Farm life was certainly not foreign to Winnette, who grew up on a homestead in Eastern Colorado. At the age of 15, she began volunteering as a 4-H leader. Bud's family owned a grocery store in Indiana, but he had always loved everything about farm life, from growing crops to working on equipment.

Eventually, his love for agriculture led him to a position with the USDA Agricultural Research Service in Fort Collins. Bud worked as a research technician in irrigation and water management for 23 years, and invented several types of water-release valves for automated irrigation systems. He retired in 1990, well past retirement age, but says his job wasn't really work to him because he was fortunate to have been able to do what he truly loved.

Winnette also enjoyed a passionate career in the field of education. After their youngest daughter, Maggie, went to kindergarten, Winnette enrolled at Colorado State University as an English major. After receiving her degree, she taught at Lesher Junior High School and continued her education by earning her Master of Education. She went on to work for the Poudre School District as its language arts coordinator for 10 years, then taught remedial reading at Fort Collins High School for two years.

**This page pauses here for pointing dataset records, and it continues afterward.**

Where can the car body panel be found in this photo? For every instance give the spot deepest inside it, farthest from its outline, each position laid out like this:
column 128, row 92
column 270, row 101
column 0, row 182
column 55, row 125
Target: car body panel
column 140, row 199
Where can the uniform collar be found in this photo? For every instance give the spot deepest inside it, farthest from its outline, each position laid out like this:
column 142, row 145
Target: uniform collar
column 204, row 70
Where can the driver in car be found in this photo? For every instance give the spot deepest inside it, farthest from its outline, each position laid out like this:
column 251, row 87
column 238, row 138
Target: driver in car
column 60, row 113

She may have officially retired in 1987, but Winnette continued teaching at the Education & Life Training Center, where she had been a volunteer teacher when it began as the Volunteers Clearing House 20 years earlier. She has been actively involved in many organizations, including the Poudre Education Association, the Colorado Education Association, the National Education Association, the National Association for Curriculum Development, Phi Delta Kappa, Delta Kappa Gamma, P.E.O. and, on a lighter note, is the Queen of the Les Rouges Chapeaux, a local chapter of the Red Hat Society. Winnette is also writing books, including a summary of phonics - something in which she strongly believes! She is also collaborating on another book about learning to read with dyslexia.

Even though they are retired, Bud and Winnette are able to carry on their lifelong passions through their planned gifts to Colorado State University, both in the form of endowed scholarship funds. Bud's gift will benefit soil and crop sciences in the College of Agricultural Sciences, and Winnette's gift will benefit the College of Applied Human Sciences and its teacher licensure programs.

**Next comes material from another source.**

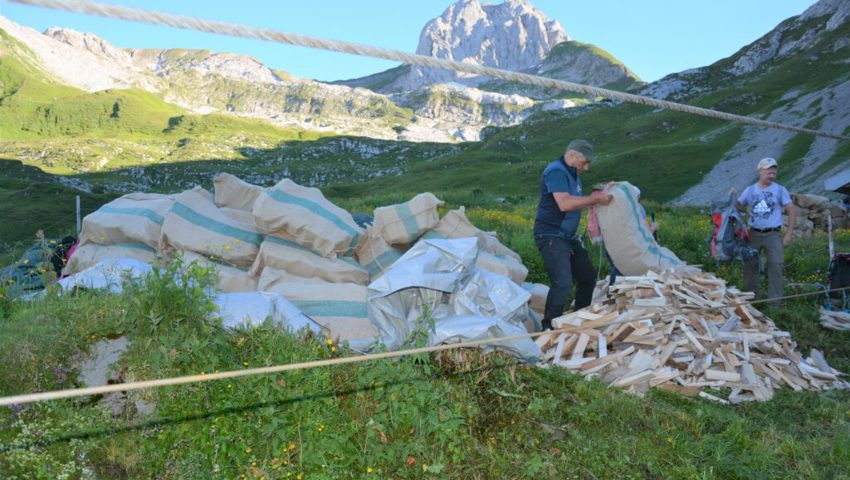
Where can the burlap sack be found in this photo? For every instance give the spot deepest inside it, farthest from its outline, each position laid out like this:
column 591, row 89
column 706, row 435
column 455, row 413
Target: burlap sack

They have also established the Susan E. Payne Memorial Scholarship Fund in memory of their daughter, who graduated from Colorado State University's Warner College of Natural Resources. Winnette says Susie was the ultimate example of "persistence pays off." She worked full time and was a nontraditional student for 12 years before earning her degree. Susie died in a kayaking accident in Alaska just two years after graduating, but the Paynes find comfort in the fact that her scholarship funds will enable others to realize their dreams of obtaining college educations as nontraditional students.